Why passwords are a problem
Passwords are a solution designed for an older era of computing. Attacks from bad actors have now become dangerously sophisticated. Hackers regularly breach web servers where account details are stored, sometimes gaining access to millions of usable passwords. Elsewhere, phishing attacks and social engineering tactics trick people into giving away login details by signing into lookalike websites for services they use.
This is compounded by user complacency and ignorance. Passwords add mental load, and so some people use easily remembered ones across multiple accounts. In fact, ‘password’ genuinely remains a very common password; but even relatively complex strings of symbols can be instantly cracked. Two-factor authentication can help, by adding an extra security layer. But it brings further friction, complexity and hassle, and some two-factor methods (like text messages) are prone to security breaches, such as SIM card cloning.
Why Passkeys are a better option
From a technical standpoint, Passkeys protect against credential reuse, phishing, server leaks and plain old guessing. They also make for a superior and streamlined user experience compared to passwords (even more so if you use two-factor authentication), which should help drive adoption.
Passkeys use familiar interface elements.
To create a new Passkey with a compatible app or website, you enter a username and authenticate with Touch ID or Face ID. Your Passkey is generated and synced to iCloud Keychain. Because each Passkey is unique and intrinsically linked to a specific website or app, you cannot later be tricked into signing into a fake website that could steal your details. And because the Passkey never leaves your device and requires your biometrics to authenticate, it cannot be leaked or stolen.
Signing in uses the autofill system you’re already familiar with, and there are no steps beyond confirming your username and authenticating. In other words, you tap and sign in.

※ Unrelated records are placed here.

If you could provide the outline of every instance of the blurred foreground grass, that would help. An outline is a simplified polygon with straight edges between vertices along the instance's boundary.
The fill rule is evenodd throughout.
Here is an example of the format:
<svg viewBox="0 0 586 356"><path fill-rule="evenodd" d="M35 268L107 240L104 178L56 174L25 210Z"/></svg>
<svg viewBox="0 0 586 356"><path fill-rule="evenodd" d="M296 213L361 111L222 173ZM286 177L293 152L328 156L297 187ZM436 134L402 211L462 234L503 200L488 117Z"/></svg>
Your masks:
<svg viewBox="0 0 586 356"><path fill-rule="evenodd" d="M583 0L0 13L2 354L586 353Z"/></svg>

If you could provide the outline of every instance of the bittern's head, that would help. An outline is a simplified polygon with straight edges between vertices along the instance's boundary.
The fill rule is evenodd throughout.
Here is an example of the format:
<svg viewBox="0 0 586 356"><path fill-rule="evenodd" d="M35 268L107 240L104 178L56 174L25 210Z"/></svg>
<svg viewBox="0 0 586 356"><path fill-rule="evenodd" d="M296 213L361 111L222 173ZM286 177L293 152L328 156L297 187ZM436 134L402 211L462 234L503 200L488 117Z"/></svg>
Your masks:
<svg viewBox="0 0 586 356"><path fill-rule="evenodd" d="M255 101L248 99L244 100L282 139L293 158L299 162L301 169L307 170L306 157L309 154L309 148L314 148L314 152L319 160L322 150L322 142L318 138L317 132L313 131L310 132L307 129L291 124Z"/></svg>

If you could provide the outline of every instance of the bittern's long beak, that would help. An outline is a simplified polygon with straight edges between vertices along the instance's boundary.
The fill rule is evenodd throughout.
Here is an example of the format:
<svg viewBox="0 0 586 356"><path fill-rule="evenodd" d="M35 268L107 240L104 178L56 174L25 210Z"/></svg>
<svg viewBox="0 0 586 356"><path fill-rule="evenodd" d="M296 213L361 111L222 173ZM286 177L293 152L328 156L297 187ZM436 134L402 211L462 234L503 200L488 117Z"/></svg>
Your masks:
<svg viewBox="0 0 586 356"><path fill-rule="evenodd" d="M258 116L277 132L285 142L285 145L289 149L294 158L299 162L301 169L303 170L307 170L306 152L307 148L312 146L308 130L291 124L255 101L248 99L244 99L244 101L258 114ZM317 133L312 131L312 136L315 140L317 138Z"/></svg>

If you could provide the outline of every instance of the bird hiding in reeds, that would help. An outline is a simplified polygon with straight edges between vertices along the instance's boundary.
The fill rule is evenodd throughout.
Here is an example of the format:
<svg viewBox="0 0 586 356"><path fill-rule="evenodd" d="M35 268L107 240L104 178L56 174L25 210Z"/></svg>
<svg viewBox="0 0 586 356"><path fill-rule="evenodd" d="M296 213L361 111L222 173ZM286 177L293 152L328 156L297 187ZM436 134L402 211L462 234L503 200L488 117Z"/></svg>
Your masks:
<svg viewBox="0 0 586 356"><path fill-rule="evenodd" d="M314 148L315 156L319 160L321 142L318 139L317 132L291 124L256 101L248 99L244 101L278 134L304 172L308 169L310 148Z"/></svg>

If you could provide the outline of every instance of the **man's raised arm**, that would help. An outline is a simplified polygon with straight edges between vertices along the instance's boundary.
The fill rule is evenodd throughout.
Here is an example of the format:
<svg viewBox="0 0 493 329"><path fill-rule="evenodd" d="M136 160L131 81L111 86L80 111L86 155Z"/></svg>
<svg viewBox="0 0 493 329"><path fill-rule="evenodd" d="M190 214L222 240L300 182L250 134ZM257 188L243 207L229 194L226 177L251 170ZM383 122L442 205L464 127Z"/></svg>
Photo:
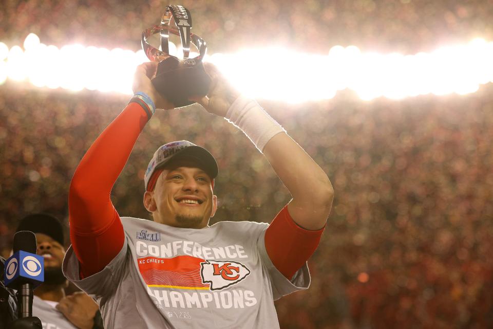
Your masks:
<svg viewBox="0 0 493 329"><path fill-rule="evenodd" d="M293 197L266 232L273 263L288 279L318 244L330 212L334 190L327 174L255 101L240 96L217 68L207 97L194 99L209 112L241 129L266 156Z"/></svg>
<svg viewBox="0 0 493 329"><path fill-rule="evenodd" d="M92 143L72 179L70 240L83 277L102 270L123 246L123 228L110 199L111 189L155 111L154 102L159 108L173 107L151 84L157 67L157 63L151 62L137 68L133 86L136 95Z"/></svg>

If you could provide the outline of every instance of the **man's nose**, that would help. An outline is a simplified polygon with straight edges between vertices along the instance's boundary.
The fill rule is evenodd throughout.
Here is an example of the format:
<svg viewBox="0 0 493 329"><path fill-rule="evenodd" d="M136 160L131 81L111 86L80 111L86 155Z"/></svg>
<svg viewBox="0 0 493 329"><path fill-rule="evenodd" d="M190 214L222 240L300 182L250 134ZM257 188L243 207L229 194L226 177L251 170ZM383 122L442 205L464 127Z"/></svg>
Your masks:
<svg viewBox="0 0 493 329"><path fill-rule="evenodd" d="M189 177L185 179L183 182L183 191L197 192L198 191L199 185L194 177Z"/></svg>

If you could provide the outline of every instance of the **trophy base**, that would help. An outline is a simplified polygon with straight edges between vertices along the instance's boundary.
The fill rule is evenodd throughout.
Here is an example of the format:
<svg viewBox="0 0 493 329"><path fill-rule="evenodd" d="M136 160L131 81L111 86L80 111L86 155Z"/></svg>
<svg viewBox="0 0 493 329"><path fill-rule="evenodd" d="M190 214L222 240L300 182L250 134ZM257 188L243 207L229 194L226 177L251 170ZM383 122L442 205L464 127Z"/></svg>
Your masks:
<svg viewBox="0 0 493 329"><path fill-rule="evenodd" d="M192 96L205 96L211 86L209 77L201 61L187 66L175 57L168 57L158 65L151 82L156 89L175 107L195 103Z"/></svg>

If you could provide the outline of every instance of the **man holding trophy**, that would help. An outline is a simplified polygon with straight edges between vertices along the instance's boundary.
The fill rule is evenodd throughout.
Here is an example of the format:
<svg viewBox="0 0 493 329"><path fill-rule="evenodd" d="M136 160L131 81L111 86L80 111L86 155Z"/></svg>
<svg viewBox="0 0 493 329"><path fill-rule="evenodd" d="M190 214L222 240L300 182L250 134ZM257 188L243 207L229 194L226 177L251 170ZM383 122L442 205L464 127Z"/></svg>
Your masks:
<svg viewBox="0 0 493 329"><path fill-rule="evenodd" d="M166 53L172 18L182 61ZM214 66L204 70L205 43L191 27L188 10L172 6L159 28L143 34L148 57L164 60L137 68L135 95L75 171L64 273L97 300L106 328L279 327L274 300L308 287L307 260L318 246L333 190L322 169L255 101ZM161 51L146 45L157 32ZM191 59L191 40L200 53ZM169 93L176 85L180 90ZM194 102L241 130L290 191L292 199L270 225L208 226L217 207L217 164L187 141L160 147L147 167L144 204L154 221L120 217L113 207L111 188L155 109Z"/></svg>

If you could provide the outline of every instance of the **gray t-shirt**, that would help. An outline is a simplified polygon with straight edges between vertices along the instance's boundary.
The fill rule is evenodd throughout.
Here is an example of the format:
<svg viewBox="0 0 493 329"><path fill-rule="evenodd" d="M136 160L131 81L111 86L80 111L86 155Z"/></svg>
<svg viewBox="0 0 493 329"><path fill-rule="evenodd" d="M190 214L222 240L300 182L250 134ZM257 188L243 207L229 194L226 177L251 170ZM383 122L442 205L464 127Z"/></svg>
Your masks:
<svg viewBox="0 0 493 329"><path fill-rule="evenodd" d="M306 264L291 281L273 265L267 224L122 223L123 246L100 272L80 280L71 246L63 262L65 276L99 304L106 329L278 328L274 300L310 284Z"/></svg>
<svg viewBox="0 0 493 329"><path fill-rule="evenodd" d="M77 329L61 312L37 296L32 300L32 316L40 318L43 329Z"/></svg>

It’s a single step flow, with no need for additional security requirements like two-factor authentication.
How Passkeys deal with edge cases
There is also flexibility in the system, where it’s required. Given that your Passkeys are stored on iCloud Keychain, you might ask how you’d sign into a service or website on a PC or Android phone. Here, things do get a little more complex, but not onerously so.
You’re asked to scan a QR code with your phone, which then securely connects to the target device over Bluetooth. You then authenticate as normal and you’re in. (This process adds further security through Bluetooth’s limited range determining your close proximity to the device in question.)

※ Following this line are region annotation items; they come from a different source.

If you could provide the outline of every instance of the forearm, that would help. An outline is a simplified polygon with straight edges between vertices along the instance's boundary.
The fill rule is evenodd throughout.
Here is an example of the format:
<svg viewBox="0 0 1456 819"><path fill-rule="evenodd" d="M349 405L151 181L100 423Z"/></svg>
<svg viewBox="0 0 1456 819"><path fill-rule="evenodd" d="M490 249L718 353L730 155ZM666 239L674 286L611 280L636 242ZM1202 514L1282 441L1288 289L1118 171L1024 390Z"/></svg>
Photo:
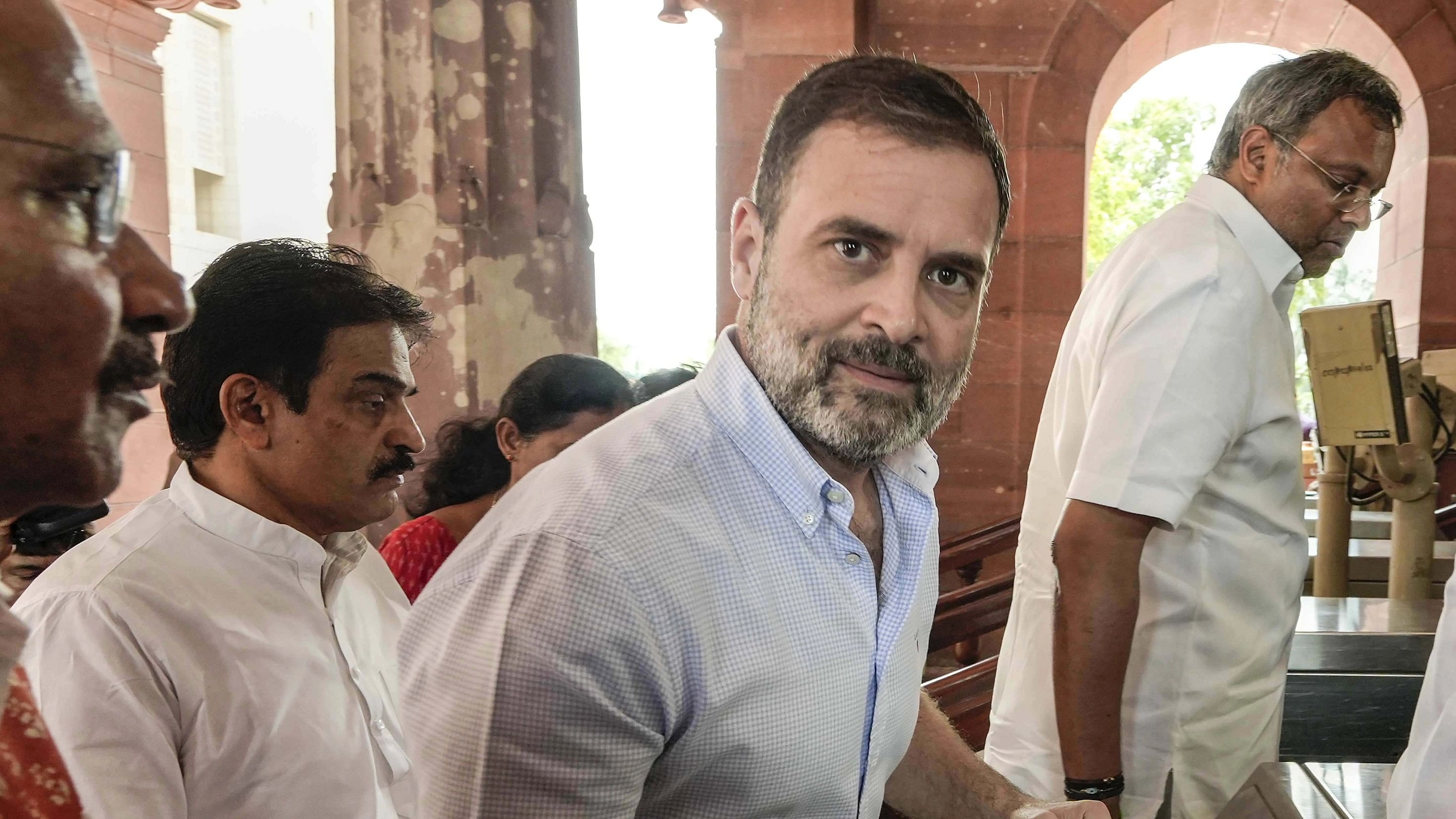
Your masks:
<svg viewBox="0 0 1456 819"><path fill-rule="evenodd" d="M1002 818L1035 803L981 762L925 692L910 748L885 783L885 802L913 819Z"/></svg>
<svg viewBox="0 0 1456 819"><path fill-rule="evenodd" d="M1091 506L1091 505L1083 505ZM1139 566L1150 525L1114 509L1086 519L1069 506L1059 528L1051 671L1066 775L1123 772L1123 684L1137 624ZM1131 516L1128 516L1131 518ZM1125 524L1125 525L1118 525Z"/></svg>

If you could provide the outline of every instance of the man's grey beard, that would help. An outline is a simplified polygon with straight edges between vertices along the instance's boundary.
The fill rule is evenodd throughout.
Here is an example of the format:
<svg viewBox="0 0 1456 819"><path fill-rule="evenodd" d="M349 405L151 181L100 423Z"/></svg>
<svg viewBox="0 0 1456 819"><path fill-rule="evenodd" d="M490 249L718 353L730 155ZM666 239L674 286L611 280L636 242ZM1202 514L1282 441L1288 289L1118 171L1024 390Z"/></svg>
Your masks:
<svg viewBox="0 0 1456 819"><path fill-rule="evenodd" d="M834 460L865 468L929 438L945 422L970 378L974 336L965 356L942 371L913 346L884 336L830 339L810 349L808 335L789 327L770 304L764 289L767 262L764 256L740 339L763 391L789 429ZM846 359L898 369L914 383L914 391L907 399L831 384L834 364Z"/></svg>

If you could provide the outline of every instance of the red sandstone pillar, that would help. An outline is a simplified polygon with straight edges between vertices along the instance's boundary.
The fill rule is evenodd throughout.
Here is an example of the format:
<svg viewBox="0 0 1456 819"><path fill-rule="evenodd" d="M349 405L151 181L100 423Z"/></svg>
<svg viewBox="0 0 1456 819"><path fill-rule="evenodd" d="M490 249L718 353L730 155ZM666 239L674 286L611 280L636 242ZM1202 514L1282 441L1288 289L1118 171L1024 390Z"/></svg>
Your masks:
<svg viewBox="0 0 1456 819"><path fill-rule="evenodd" d="M542 355L596 353L574 1L338 0L331 237L437 314L427 435ZM622 124L630 128L629 122Z"/></svg>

You can use an iPhone and Passkey to sign into a website on a PC.
You can also share a Passkey with someone you trust, so you can both more securely access shared accounts, such as for an online grocery store. In this case, proximity comes into play by way of AirDrop. At present, the main limitation is that Passkeys can only be shared one at a time.
Similarly, there are questions regarding mass Passkey transfer between devices in different ecosystems, should someone wish to switch from iPhone to Android, or vice-versa. However, the security benefits of Passkeys outweigh such drawbacks, and it’s likely we’ll see answers and solutions to these questions over the coming months.
What you should do until Passkeys arrive
Apple describes the transition to Passkeys as a journey – and things won’t change the second iOS 16 lands. In the meantime, you must therefore keep your accounts secure, to the best of your ability. We’ve covered this territory before, but let’s go over the basics in brief.
When making new passwords, use your operating system or password manager’s suggestion. Should you require answers to challenge questions, use randomized strings for them as well and add them in the notes section of your password manager.
Look for and update existing weak or compromised passwords by making use of the security recommendations in Settings > Passwords and data breach information on haveibeenpwned.com. And wherever it’s offered, employ two-factor authentication, ideally in a manner that uses an authenticator app on your iPhone, rather than codes sent by text message.
Finally, look forward to a world of Passkeys, in which such hassles will be gone forever.